MTTR (Mean Time to Resolution) is a crucial benchmark/metric in Observability, and one that is the most dynamic. It’s also, if we were observing the observer, the one that is related to the most suffering. There is an abundance of tooling that facilitates ways to gather data and detect. Current tooling, however, seems to be focusing largely on engagement within a platform, rather than swiftness through the platform. Although at varying degrees, this can be largely aggravated due to a few key areas:
Time to Data/Repeated Time to Data
In frantic situations, the last thing observability users need is slow queries and overall “slow time to data”. Here we define “Data” as crucial information that assists in investigation. This can take various forms:
Slow Queries from Observability Backend: Metrics/logs/trace/etc queries are resulting in timeouts, errors, overload from concurrency, etc. This can cause a repeating pattern of further querying, frustration, loss of context
Obstacles to “Data”: Sometimes, due to product opinions, “Data” can be occluded intentionally to steer the user and force engagement. This is also immensely frustrating.

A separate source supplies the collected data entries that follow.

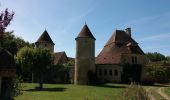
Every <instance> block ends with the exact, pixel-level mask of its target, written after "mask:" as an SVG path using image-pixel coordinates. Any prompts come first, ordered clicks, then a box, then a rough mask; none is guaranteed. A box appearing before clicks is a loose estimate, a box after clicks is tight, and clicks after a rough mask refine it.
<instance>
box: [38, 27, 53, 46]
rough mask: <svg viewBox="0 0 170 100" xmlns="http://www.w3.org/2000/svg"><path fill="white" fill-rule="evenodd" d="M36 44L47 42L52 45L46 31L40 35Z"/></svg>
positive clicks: (50, 41)
mask: <svg viewBox="0 0 170 100" xmlns="http://www.w3.org/2000/svg"><path fill="white" fill-rule="evenodd" d="M37 42H48V43H52V44H54V42H53V41H52V39H51V37H50V36H49V34H48V32H47V31H46V30H45V31H44V32H43V33H42V35H41V36H40V37H39V39H38V40H37Z"/></svg>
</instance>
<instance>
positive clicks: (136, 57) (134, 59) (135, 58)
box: [132, 56, 137, 64]
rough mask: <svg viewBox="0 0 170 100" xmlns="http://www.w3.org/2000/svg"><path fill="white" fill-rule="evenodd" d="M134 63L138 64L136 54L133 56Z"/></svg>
mask: <svg viewBox="0 0 170 100" xmlns="http://www.w3.org/2000/svg"><path fill="white" fill-rule="evenodd" d="M132 64H137V57H136V56H132Z"/></svg>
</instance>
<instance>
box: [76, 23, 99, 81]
mask: <svg viewBox="0 0 170 100" xmlns="http://www.w3.org/2000/svg"><path fill="white" fill-rule="evenodd" d="M75 40H76V57H75V74H74V83H75V84H88V82H89V73H90V72H95V40H96V39H95V38H94V36H93V35H92V33H91V32H90V30H89V28H88V26H87V25H86V24H85V25H84V27H83V28H82V30H81V32H80V33H79V35H78V36H77V37H76V38H75Z"/></svg>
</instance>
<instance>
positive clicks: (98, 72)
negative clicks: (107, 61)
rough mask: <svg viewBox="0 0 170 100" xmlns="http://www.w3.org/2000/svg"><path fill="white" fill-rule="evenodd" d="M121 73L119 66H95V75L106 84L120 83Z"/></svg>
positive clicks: (121, 73)
mask: <svg viewBox="0 0 170 100" xmlns="http://www.w3.org/2000/svg"><path fill="white" fill-rule="evenodd" d="M122 71H123V68H122V66H120V65H114V64H103V65H96V73H97V76H98V78H100V79H101V80H102V81H106V82H121V74H122Z"/></svg>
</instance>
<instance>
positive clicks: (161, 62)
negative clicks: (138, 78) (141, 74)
mask: <svg viewBox="0 0 170 100" xmlns="http://www.w3.org/2000/svg"><path fill="white" fill-rule="evenodd" d="M146 78H150V79H153V81H154V82H157V83H166V82H168V81H169V80H170V66H169V65H168V63H167V62H155V63H149V64H148V65H147V66H146Z"/></svg>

Malformed “Data”: Often, the expectation of how the data should be displayed deviates greatly, also leading to enormous context loss.
Investigations usually show compounding patterns, and all of these can add up incrementally.

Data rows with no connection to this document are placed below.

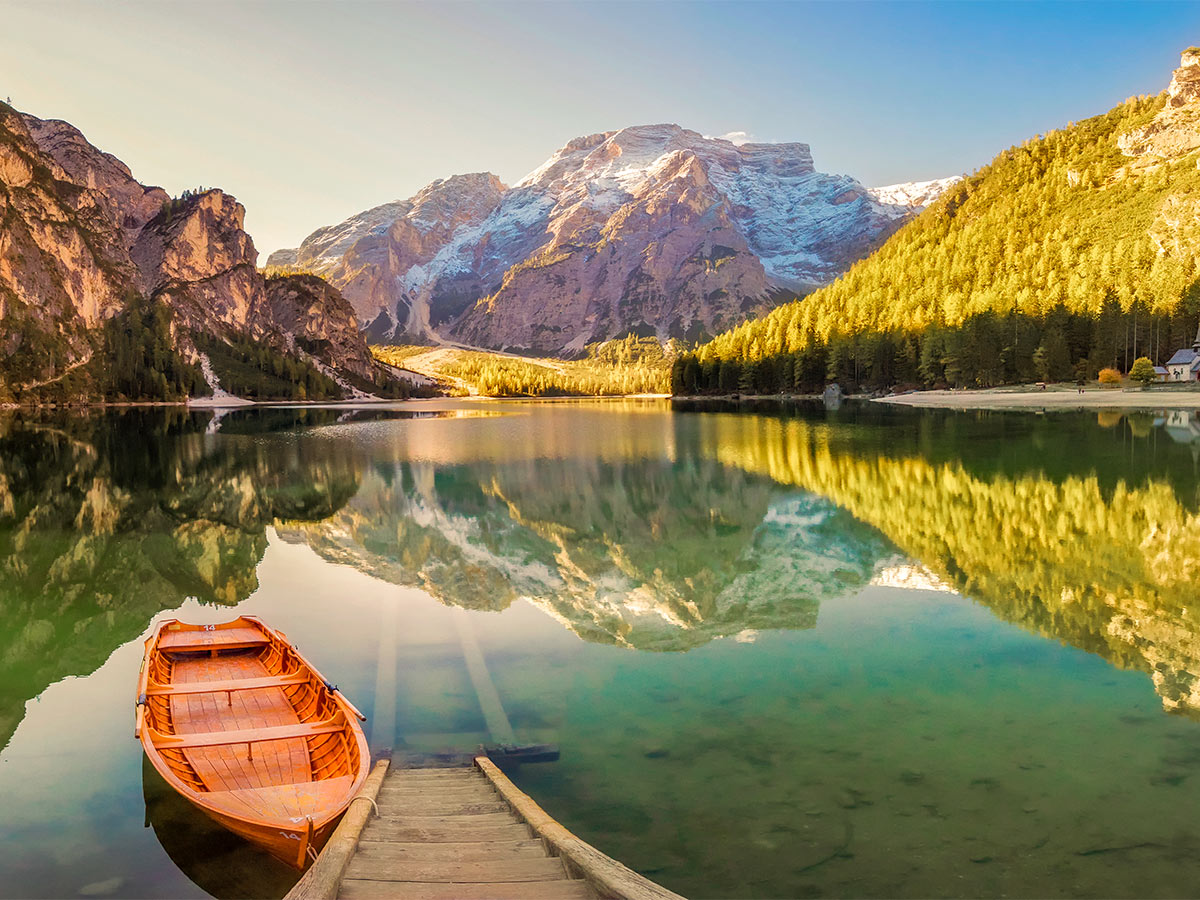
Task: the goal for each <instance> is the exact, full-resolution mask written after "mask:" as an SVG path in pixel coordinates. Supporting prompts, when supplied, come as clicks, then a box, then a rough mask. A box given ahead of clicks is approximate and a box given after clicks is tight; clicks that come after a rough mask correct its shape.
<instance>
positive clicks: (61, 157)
mask: <svg viewBox="0 0 1200 900" xmlns="http://www.w3.org/2000/svg"><path fill="white" fill-rule="evenodd" d="M244 220H245V209H244V208H242V206H241V204H240V203H238V200H235V199H234V198H233V197H230V196H229V194H227V193H224V192H222V191H220V190H208V191H198V192H194V193H193V192H186V193H185V196H184V197H181V198H178V199H172V198H170V197H169V196H168V194H167V192H166V191H163V190H162V188H158V187H148V186H145V185H142V184H140V182H138V181H137V180H136V179H134V178H133V175H132V173H131V172H130V169H128V167H127V166H125V164H124V163H122V162H121V161H120V160H118V158H116V157H115V156H112V155H110V154H106V152H103V151H101V150H98V149H97V148H95V146H94V145H92V144H90V143H89V142H88V140H86V138H85V137H84V136H83V134H82V133H80V132H79V130H78V128H76V127H73V126H72V125H70V124H67V122H62V121H56V120H42V119H37V118H35V116H31V115H25V114H22V113H18V112H17V110H14V109H12V108H11V107H8V106H5V104H0V350H2V354H0V356H2V359H0V402H2V401H5V400H12V398H26V400H37V398H40V397H41V396H44V395H47V394H53V392H54V391H58V394H53V396H58V395H62V397H64V398H77V397H88V396H92V397H94V396H96V394H97V392H103V391H104V385H106V384H107V382H108V376H109V374H110V370H112V368H113V367H114V366H122V365H125V366H139V367H142V368H146V367H149V368H151V370H152V367H154V366H155V365H156V364H155V360H154V358H155V356H157V355H161V354H162V353H163V352H164V350H166V352H168V353H170V354H172V355H173V356H175V358H176V362H173V364H172V365H173V366H174V368H173V371H175V372H179V371H182V370H186V368H187V367H188V362H196V361H199V360H200V355H199V354H198V352H197V349H196V347H197V343H198V342H202V340H200V338H203V340H204V341H210V340H216V341H218V342H238V341H244V342H245V341H250V342H253V343H254V346H256V347H258V348H260V350H262V353H263V354H265V355H271V354H274V355H275V356H289V355H296V356H298V359H296V360H294V361H293V364H292V365H293V367H295V366H300V367H304V366H306V365H307V362H305V359H310V360H312V362H313V365H316V366H317V367H318V368H322V370H324V371H325V374H328V376H332V377H334V378H335V379H337V378H338V373H340V372H344V373H348V374H350V376H353V377H354V378H358V379H364V380H366V382H371V383H372V384H374V383H380V384H383V383H386V380H388V374H386V372H385V370H384V368H382V367H379V366H376V365H374V364H373V361H372V360H371V356H370V352H368V350H367V348H366V344H365V342H364V340H362V338H361V336H360V335H359V330H358V326H356V322H355V319H354V316H353V313H352V311H350V307H349V305H348V304H347V302H346V301H344V300H343V299H342V298H341V296H340V295H338V294H337V292H336V289H334V288H331V287H328V286H324V287H320V286H314V284H311V283H306V284H304V286H300V287H299V288H298V289H296V290H294V292H293V293H292V296H293V298H294V299H295V298H298V296H299V295H300V294H304V295H305V296H306V298H307V301H306V302H298V301H293V302H290V304H289V302H288V301H287V300H286V299H284V298H283V296H282V294H278V292H277V294H276V296H275V298H271V296H270V295H269V292H268V287H266V283H265V281H264V278H263V276H262V275H260V274H259V272H258V271H257V269H256V263H257V259H258V252H257V251H256V248H254V244H253V241H252V240H251V238H250V235H248V234H246V232H245V228H244ZM314 281H319V280H314ZM138 298H144V299H146V300H150V301H151V302H152V304H156V305H160V306H166V307H167V308H168V310H169V316H168V318H169V334H168V335H167V336H166V337H164V340H166V342H167V343H166V344H162V343H158V344H155V348H154V349H152V350H151V352H148V353H144V354H140V355H142V356H143V358H142V359H138V355H139V353H138V350H140V348H139V347H138V346H137V344H136V342H134V343H133V344H131V343H130V342H128V341H126V342H125V349H127V350H130V352H128V353H124V354H120V355H121V359H110V358H109V356H113V355H114V354H113V352H112V347H110V346H109V344H106V340H107V337H106V334H104V325H106V323H107V322H108V320H109V319H113V318H114V317H116V316H121V314H124V313H127V312H128V311H130V310H131V308H132V307H131V304H132V302H133V300H134V299H138ZM314 299H316V302H314ZM138 302H140V300H139V301H138ZM144 308H145V307H142V306H138V310H139V312H138V316H142V314H143V313H142V312H140V311H142V310H144ZM116 330H118V331H120V332H128V331H130V329H127V328H125V326H124V325H122V326H121V328H119V329H116ZM158 337H162V336H158ZM298 338H301V340H302V341H304V342H305V343H304V348H305V349H304V352H302V353H301V352H298V350H296V340H298ZM206 346H209V344H206ZM265 355H264V359H265ZM145 358H150V359H145ZM263 365H268V364H265V362H264V364H263ZM214 367H215V368H217V370H220V364H216V362H215V364H214V366H210V367H209V371H210V372H211V371H212V370H214ZM274 367H275V368H287V366H283V365H275V366H274ZM192 372H193V373H194V374H193V376H191V377H182V378H181V379H180V382H181V383H182V385H188V384H193V383H198V382H200V376H199V370H198V368H193V370H192ZM220 374H221V373H220V371H217V373H216V377H220ZM242 374H245V373H242ZM210 382H211V378H210ZM124 384H126V385H128V384H145V385H149V388H150V389H154V386H155V385H156V384H158V385H161V388H160V394H162V391H163V390H166V391H175V390H179V389H180V385H178V384H172V385H166V384H163V383H162V379H157V373H156V372H155V371H150V372H149V374H146V373H145V372H142V373H140V374H139V376H138V377H137V378H132V377H131V378H126V379H124ZM281 384H282V383H277V384H276V386H280V385H281ZM121 390H122V396H128V395H127V390H130V389H128V388H122V389H121ZM133 390H134V392H137V389H133ZM334 390H337V389H336V388H334ZM155 396H156V397H157V398H168V397H167V396H158V395H155Z"/></svg>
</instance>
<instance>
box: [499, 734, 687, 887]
mask: <svg viewBox="0 0 1200 900" xmlns="http://www.w3.org/2000/svg"><path fill="white" fill-rule="evenodd" d="M475 764H476V766H478V767H479V769H480V772H482V773H484V774H485V775H486V776H487V779H488V780H490V781H491V782H492V784H493V785H494V786H496V790H497V791H499V792H500V796H503V797H504V799H505V800H508V803H509V805H511V806H512V809H514V810H515V811H516V814H517V815H518V816H520V817H521V818H523V820H524V821H526V822H527V823H528V824H529V827H530V828H532V829H533V830H534V833H535V834H536V835H538V836H539V838H541V839H542V840H545V841H546V844H547V845H548V846H550V847H551V850H552V851H553V852H554V853H557V854H558V856H559V857H562V858H563V860H565V862H566V864H568V868H569V870H570V871H571V874H572V875H575V874H578V875H582V876H583V877H586V878H587V880H588V881H590V882H592V884H593V887H595V888H596V892H598V893H600V894H602V895H604V896H610V898H620V900H683V898H680V896H679V895H678V894H676V893H674V892H671V890H667V889H666V888H665V887H662V886H661V884H655V883H654V882H653V881H650V880H649V878H646V877H643V876H641V875H638V874H637V872H635V871H634V870H632V869H630V868H628V866H625V865H622V864H620V863H618V862H617V860H616V859H613V858H612V857H608V856H605V854H604V853H601V852H600V851H599V850H596V848H595V847H593V846H592V845H590V844H587V842H586V841H582V840H580V839H578V838H576V836H575V835H574V834H571V833H570V832H569V830H566V829H565V828H563V826H560V824H559V823H558V822H557V821H556V820H554V818H553V817H552V816H550V815H548V814H547V812H546V811H545V810H544V809H542V808H541V806H539V805H538V804H536V803H534V802H533V798H530V797H529V796H528V794H527V793H524V792H523V791H521V790H520V788H517V786H516V785H514V784H512V782H511V781H510V780H509V779H508V776H506V775H505V774H504V773H503V772H500V770H499V769H498V768H497V767H496V763H493V762H492V761H491V760H488V758H487V757H486V756H480V757H478V758H476V760H475Z"/></svg>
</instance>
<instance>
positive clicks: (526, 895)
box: [338, 878, 596, 900]
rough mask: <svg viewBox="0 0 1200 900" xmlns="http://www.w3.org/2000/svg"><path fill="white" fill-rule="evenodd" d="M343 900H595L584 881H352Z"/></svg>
mask: <svg viewBox="0 0 1200 900" xmlns="http://www.w3.org/2000/svg"><path fill="white" fill-rule="evenodd" d="M338 896H340V898H342V899H343V900H395V899H396V898H398V896H402V898H404V900H595V896H596V894H595V892H594V890H592V888H590V887H589V886H588V883H587V882H586V881H574V880H572V881H565V880H564V881H535V882H512V881H510V882H493V883H488V884H484V883H476V884H444V883H443V884H438V883H407V884H402V883H397V882H395V881H370V880H364V878H353V880H347V881H344V882H342V892H341V893H340V894H338Z"/></svg>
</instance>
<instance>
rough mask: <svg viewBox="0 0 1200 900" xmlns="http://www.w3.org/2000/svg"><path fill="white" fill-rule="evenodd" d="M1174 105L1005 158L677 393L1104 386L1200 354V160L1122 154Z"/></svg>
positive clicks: (678, 379) (1091, 121)
mask: <svg viewBox="0 0 1200 900" xmlns="http://www.w3.org/2000/svg"><path fill="white" fill-rule="evenodd" d="M1164 100H1165V95H1160V96H1158V97H1148V98H1147V97H1134V98H1130V100H1128V101H1126V102H1124V103H1122V104H1121V106H1118V107H1116V108H1115V109H1112V110H1111V112H1109V113H1106V114H1104V115H1099V116H1096V118H1093V119H1087V120H1085V121H1081V122H1076V124H1072V125H1068V126H1067V127H1064V128H1062V130H1060V131H1052V132H1049V133H1046V134H1044V136H1038V137H1036V138H1033V139H1031V140H1028V142H1026V143H1025V144H1021V145H1020V146H1014V148H1010V149H1008V150H1004V151H1003V152H1002V154H1000V155H998V156H997V157H996V158H995V160H994V161H992V162H991V163H990V164H989V166H985V167H984V168H982V169H980V170H979V172H977V173H976V174H973V175H971V176H968V178H966V179H965V180H962V181H961V182H959V184H958V185H955V186H954V187H952V188H950V190H948V191H947V192H946V194H943V196H942V198H941V199H938V200H937V202H936V203H935V204H934V205H932V206H931V208H930V209H928V210H926V211H925V212H924V214H923V215H920V216H918V217H917V218H916V220H913V221H912V222H910V223H908V224H906V226H905V227H904V228H902V229H901V230H900V232H898V233H896V234H895V235H894V236H893V238H892V239H890V240H888V241H887V244H884V245H883V247H881V248H880V250H878V251H877V252H876V253H874V254H872V256H870V257H869V258H866V259H864V260H863V262H860V263H858V264H857V265H854V266H853V268H852V269H851V270H850V271H848V272H847V274H846V275H845V276H842V277H841V278H839V280H838V281H836V282H834V283H833V284H830V286H828V287H826V288H823V289H821V290H818V292H816V293H814V294H811V295H810V296H809V298H806V299H805V300H800V301H796V302H792V304H788V305H786V306H782V307H779V308H778V310H775V311H773V312H772V313H769V314H768V316H766V317H764V318H762V319H758V320H755V322H750V323H746V324H744V325H742V326H739V328H736V329H733V330H731V331H727V332H725V334H722V335H720V336H718V337H716V338H714V340H713V341H712V342H710V343H708V344H706V346H703V347H701V348H700V349H698V352H697V353H696V354H695V356H692V358H685V359H683V360H680V362H679V364H678V366H677V370H676V384H674V386H676V390H678V391H683V392H704V391H718V390H721V391H730V390H743V391H744V390H755V391H761V392H767V391H787V390H794V389H812V388H820V386H821V385H822V384H823V383H824V382H826V380H827V379H834V380H841V382H845V383H850V384H863V385H888V384H898V383H907V384H926V385H934V384H943V383H944V384H950V385H983V386H988V385H992V384H1001V383H1006V382H1028V380H1034V379H1045V380H1064V379H1074V378H1082V377H1088V378H1094V376H1096V372H1097V370H1098V368H1100V367H1104V366H1115V367H1117V368H1120V370H1122V371H1128V368H1129V366H1130V364H1132V362H1133V360H1134V359H1135V358H1136V356H1139V355H1147V356H1150V358H1151V359H1152V360H1153V361H1154V362H1160V361H1163V360H1165V359H1166V358H1168V356H1170V355H1171V353H1174V350H1175V349H1177V348H1180V347H1187V346H1190V344H1192V341H1193V338H1194V336H1195V332H1196V320H1198V314H1200V290H1198V289H1196V287H1195V284H1194V281H1195V278H1196V275H1198V271H1200V270H1198V263H1200V229H1198V226H1196V222H1198V218H1196V216H1195V204H1196V200H1195V199H1194V198H1195V196H1196V192H1198V191H1200V169H1198V167H1196V156H1195V152H1194V151H1192V152H1182V154H1178V155H1176V156H1165V157H1162V156H1154V157H1151V156H1145V157H1139V156H1138V155H1136V154H1135V152H1134V151H1129V152H1124V151H1123V150H1122V148H1121V145H1118V140H1120V139H1121V138H1122V136H1128V134H1130V133H1139V130H1140V128H1145V126H1147V124H1150V122H1152V121H1154V120H1156V116H1158V115H1159V113H1162V112H1163V109H1164ZM1128 145H1129V142H1128V139H1127V140H1126V146H1128Z"/></svg>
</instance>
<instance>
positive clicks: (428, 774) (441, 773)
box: [388, 766, 479, 782]
mask: <svg viewBox="0 0 1200 900" xmlns="http://www.w3.org/2000/svg"><path fill="white" fill-rule="evenodd" d="M418 779H421V780H426V781H432V780H445V779H450V780H451V781H452V780H461V781H479V775H478V774H476V773H475V772H473V770H472V769H469V768H464V767H462V766H454V767H446V768H444V769H396V770H395V772H392V773H391V774H390V775H388V781H389V782H392V781H412V780H418Z"/></svg>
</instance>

Data Structure Disjointedness
Inconsistency in data structures is another avenue of enormous frustration. Consider log formatting:
Deeply Nested “JSONic” Logs
System Components Logs (Apache, NGINX, etc)

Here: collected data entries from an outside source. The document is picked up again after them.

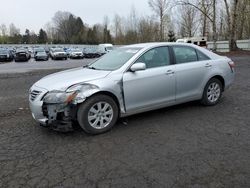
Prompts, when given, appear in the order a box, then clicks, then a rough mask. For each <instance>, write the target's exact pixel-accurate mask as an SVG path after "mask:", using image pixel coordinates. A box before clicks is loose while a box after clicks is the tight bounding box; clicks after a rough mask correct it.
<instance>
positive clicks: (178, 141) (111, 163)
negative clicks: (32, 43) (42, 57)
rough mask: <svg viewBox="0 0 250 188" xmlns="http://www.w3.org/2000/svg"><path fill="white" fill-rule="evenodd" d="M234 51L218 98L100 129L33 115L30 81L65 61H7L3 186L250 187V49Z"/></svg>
mask: <svg viewBox="0 0 250 188" xmlns="http://www.w3.org/2000/svg"><path fill="white" fill-rule="evenodd" d="M233 59H234V61H235V62H236V68H237V75H236V80H235V83H234V85H233V86H232V87H231V89H230V90H227V91H226V92H225V93H224V95H223V98H222V100H221V102H220V103H219V104H218V105H217V106H214V107H203V106H201V105H200V104H199V103H198V102H191V103H187V104H183V105H178V106H175V107H169V108H165V109H161V110H157V111H152V112H148V113H143V114H139V115H135V116H132V117H128V118H125V119H121V120H120V121H119V122H118V123H117V126H115V128H114V129H112V131H110V132H108V133H105V134H103V135H98V136H89V135H86V134H85V133H84V132H83V131H81V130H77V131H74V132H70V133H66V134H65V133H58V132H55V131H51V130H49V129H46V128H42V127H39V126H38V125H37V123H35V122H34V120H33V119H32V117H31V115H30V111H29V108H28V89H29V87H30V86H31V85H32V84H33V83H34V82H35V81H37V80H38V79H40V78H41V77H43V76H45V75H47V74H49V73H52V72H55V71H57V70H55V68H56V69H57V68H59V67H60V66H59V67H58V66H51V67H50V68H51V70H39V71H32V72H27V71H31V69H29V68H24V69H22V68H20V69H19V68H18V70H21V71H18V72H26V73H16V74H6V72H9V71H6V67H5V68H4V67H3V66H10V65H11V64H8V65H7V64H5V65H0V70H1V71H0V72H1V74H0V87H1V90H0V105H1V108H0V169H1V170H0V187H124V188H127V187H143V188H146V187H157V188H160V187H185V188H186V187H192V188H203V187H211V188H220V187H226V188H231V187H232V188H234V187H236V188H247V187H250V123H249V122H250V115H249V111H250V74H249V73H250V56H249V55H243V56H237V57H233ZM39 63H46V62H39ZM47 63H49V62H47ZM52 63H53V62H52ZM56 63H61V61H58V62H56ZM86 63H87V62H86V60H83V61H75V62H74V63H72V62H69V61H68V62H67V64H66V62H64V63H63V64H66V65H67V66H66V67H63V66H62V67H63V68H69V67H71V66H72V67H74V66H79V65H81V64H86ZM12 64H13V63H12ZM23 65H24V64H23ZM26 65H27V63H26V64H25V65H24V66H26ZM53 65H54V64H53ZM61 65H62V64H61ZM19 66H21V64H20V65H19ZM27 67H28V66H27ZM45 67H46V66H45ZM45 67H44V68H45ZM9 70H10V69H9ZM32 70H34V69H32ZM10 72H12V71H10Z"/></svg>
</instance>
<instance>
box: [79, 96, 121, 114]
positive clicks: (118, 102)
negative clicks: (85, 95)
mask: <svg viewBox="0 0 250 188" xmlns="http://www.w3.org/2000/svg"><path fill="white" fill-rule="evenodd" d="M96 95H107V96H109V97H111V98H112V99H113V100H114V101H115V103H116V105H117V108H118V110H119V111H118V115H119V116H120V113H121V108H120V107H121V104H120V102H119V100H118V98H117V96H116V95H115V94H114V93H112V92H110V91H98V92H96V93H94V94H92V95H90V96H88V97H87V98H90V97H94V96H96ZM83 103H84V102H83ZM80 104H81V103H79V104H78V106H79V105H80Z"/></svg>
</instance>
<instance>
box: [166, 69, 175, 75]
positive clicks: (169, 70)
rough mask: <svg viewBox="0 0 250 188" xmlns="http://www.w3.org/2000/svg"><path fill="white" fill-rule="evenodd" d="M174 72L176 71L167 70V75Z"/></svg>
mask: <svg viewBox="0 0 250 188" xmlns="http://www.w3.org/2000/svg"><path fill="white" fill-rule="evenodd" d="M172 74H174V71H172V70H168V71H167V72H166V75H172Z"/></svg>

Free-form Application Logs
Stack Traces
Furthermore, if observability initiatives embrace tracing, detachment of spans due to missing trace ids (missing headers) can lead to gaps in observability for micro-service environments.
All of this results in “Data” that is less “joinable” and not pointing to causative factors for an incident.
Cognitive Load of Noise and Context Shifting
As humans, cognitive and emotional strain starts to pile up during active incidents and system failure. Little does tooling consider this during design. Noise, in the form of extraneous “Data”, too much “Data” doesn’t translate well to the unfortunately narrowing perception budget of the observability practitioner. This is further aggravated by UIs that are of an entirely different design philosophy and must be paired together during incident analysis.
Minimal Engagement/Communication Loss
Finally, gaps in communication or simply, observability not being utilized, is a significant problem. Very often, visualization is configured without considering that human operators won’t constantly be observing. Unfortunately, alerting configuration is non-intuitively designed vs its graphing counterpart. Furthermore, unreliable or ignored communication channels culminate into an ultimate panic event.
SRE-experience metric
When examining these frequent obstacles to incident resolution, tooling must start to consider metrics for emotional fatigue and general organizational chaos. Only then can we accurately have tooling comprehend what observability users have to endure during these types of events.